Overall, the movie is worth watching once, and the soundtrack worth listening to numerous times. Worth buying, in fact.

Rating: 5 stars
Summary: Best Film of 2000-2001
Review: Disturbing. Amazing. Stunning. Horrific. Depressing. Funny. Sad. All of these words describe Requiem for a Dream, but only one more nees to be said. Important.

The acting is great, the script is brilliant and the direction is undescrible. Unlike anything I have ever seen, directing takes a new turn in general.

I love this film. Simply amazing. Especially fun to see Wayans in something beside a spoof or D&D. 5/5

Rating: 2 stars
Summary: Hyperbole Galore with MTV Video style director
Review: This is a midly entertaining film that explores addiction.
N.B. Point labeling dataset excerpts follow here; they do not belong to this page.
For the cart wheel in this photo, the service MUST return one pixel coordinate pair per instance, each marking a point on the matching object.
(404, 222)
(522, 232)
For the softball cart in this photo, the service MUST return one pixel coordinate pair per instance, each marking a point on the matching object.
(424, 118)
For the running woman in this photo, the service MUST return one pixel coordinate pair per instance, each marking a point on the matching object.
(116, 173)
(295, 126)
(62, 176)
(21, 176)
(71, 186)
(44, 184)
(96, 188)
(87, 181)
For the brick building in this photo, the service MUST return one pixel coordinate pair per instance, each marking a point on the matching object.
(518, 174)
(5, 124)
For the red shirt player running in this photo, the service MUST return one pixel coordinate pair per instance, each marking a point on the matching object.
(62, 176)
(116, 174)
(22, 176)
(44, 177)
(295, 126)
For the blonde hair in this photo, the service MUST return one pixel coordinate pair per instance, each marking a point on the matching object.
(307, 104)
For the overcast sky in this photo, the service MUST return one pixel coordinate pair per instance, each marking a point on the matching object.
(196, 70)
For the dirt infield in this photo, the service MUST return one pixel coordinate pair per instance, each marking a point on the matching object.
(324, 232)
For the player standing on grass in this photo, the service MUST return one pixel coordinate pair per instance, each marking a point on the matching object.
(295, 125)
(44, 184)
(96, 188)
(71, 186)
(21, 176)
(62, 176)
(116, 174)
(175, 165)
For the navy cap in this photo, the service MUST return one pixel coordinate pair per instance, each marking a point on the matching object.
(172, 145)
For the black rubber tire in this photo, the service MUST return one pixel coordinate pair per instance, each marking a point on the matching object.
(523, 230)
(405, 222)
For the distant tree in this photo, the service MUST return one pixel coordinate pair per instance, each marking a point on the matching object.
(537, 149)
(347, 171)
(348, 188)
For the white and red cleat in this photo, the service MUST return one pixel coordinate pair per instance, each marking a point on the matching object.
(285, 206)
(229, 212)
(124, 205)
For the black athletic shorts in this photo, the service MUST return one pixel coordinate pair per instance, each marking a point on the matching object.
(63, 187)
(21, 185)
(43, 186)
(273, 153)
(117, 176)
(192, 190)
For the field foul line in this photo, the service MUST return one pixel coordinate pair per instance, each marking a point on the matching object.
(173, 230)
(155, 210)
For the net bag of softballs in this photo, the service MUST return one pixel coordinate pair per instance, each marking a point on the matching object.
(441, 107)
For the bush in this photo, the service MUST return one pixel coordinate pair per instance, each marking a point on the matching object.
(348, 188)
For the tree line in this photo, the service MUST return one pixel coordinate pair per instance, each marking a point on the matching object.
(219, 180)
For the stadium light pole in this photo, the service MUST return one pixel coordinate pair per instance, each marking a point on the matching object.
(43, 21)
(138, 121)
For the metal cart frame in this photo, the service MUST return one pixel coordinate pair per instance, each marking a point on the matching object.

It also shares the same downfall as "Magnolia". Requiem for a Dream is a much better film than Magnolia however in the sense that there is purpose and a statement in the film. Magnolia OTOH, was a beautifully directed terrible film with characters that nobody can hopefully identify with ("Magnolia" had no real meaning or plot to anybody but the self-serving director and a few others who managed to hallucinate some meaning out of "Magnolia". Traffic was an outstanding movie on addiction, while Requiem for a dream relied on too much hyperbole and SHOCK effect, as if it were an MTV video. I think it was worth watching once, perhaps, but it is does not have a lot to offer. Traffic OTOH was either 4 or 5 stars out of 5. This film does not deserve more than 2 to 3 stars.

Rating: 5 stars
Summary: a real kick in the teeth
Review: With only his second feature film, director Darren Aronofsky proves he's a force to be reckoned with. In the world of modern film, it's difficult to find movies that are shocking, uncompromising, and remorseless in their pursuit of characters hitting a constant series of dead ends. Which is why "Requiem for a Dream" is such a shot of cinematic napalm, a work of art more intensely mind-boggling than David Fincher's "Seven" or David Cronenberg's "Crash." The story follows the generally nihilistic lives of drug addicts (including a diet-pill addicted Ellen Burstyn) in search of their next fix, and the experience is amazingly visceral. There's not much plot, but the illustration that the highs of the addict will eventually spiral out of control and into desperation and depravity is delivered without being preachy or making the characters sympathetic. On top of this, Aronofsky's visual style is stunning; as opposed to utilizing obscure camera angles, sped-up images, and peephole effects for style alone, he makes it the perfect all-seeing eye into lives clouded by chemical means. The last ten minutes of "Requiem for a Dream" is probably the most intense string of images ever committed to celluloid.

On a different note, the soundtrack--by Pop Will Eat Itself refugee Clint Mansell--is the best bit of scoring I've heard since the Dust Brothers handled "Fight Club."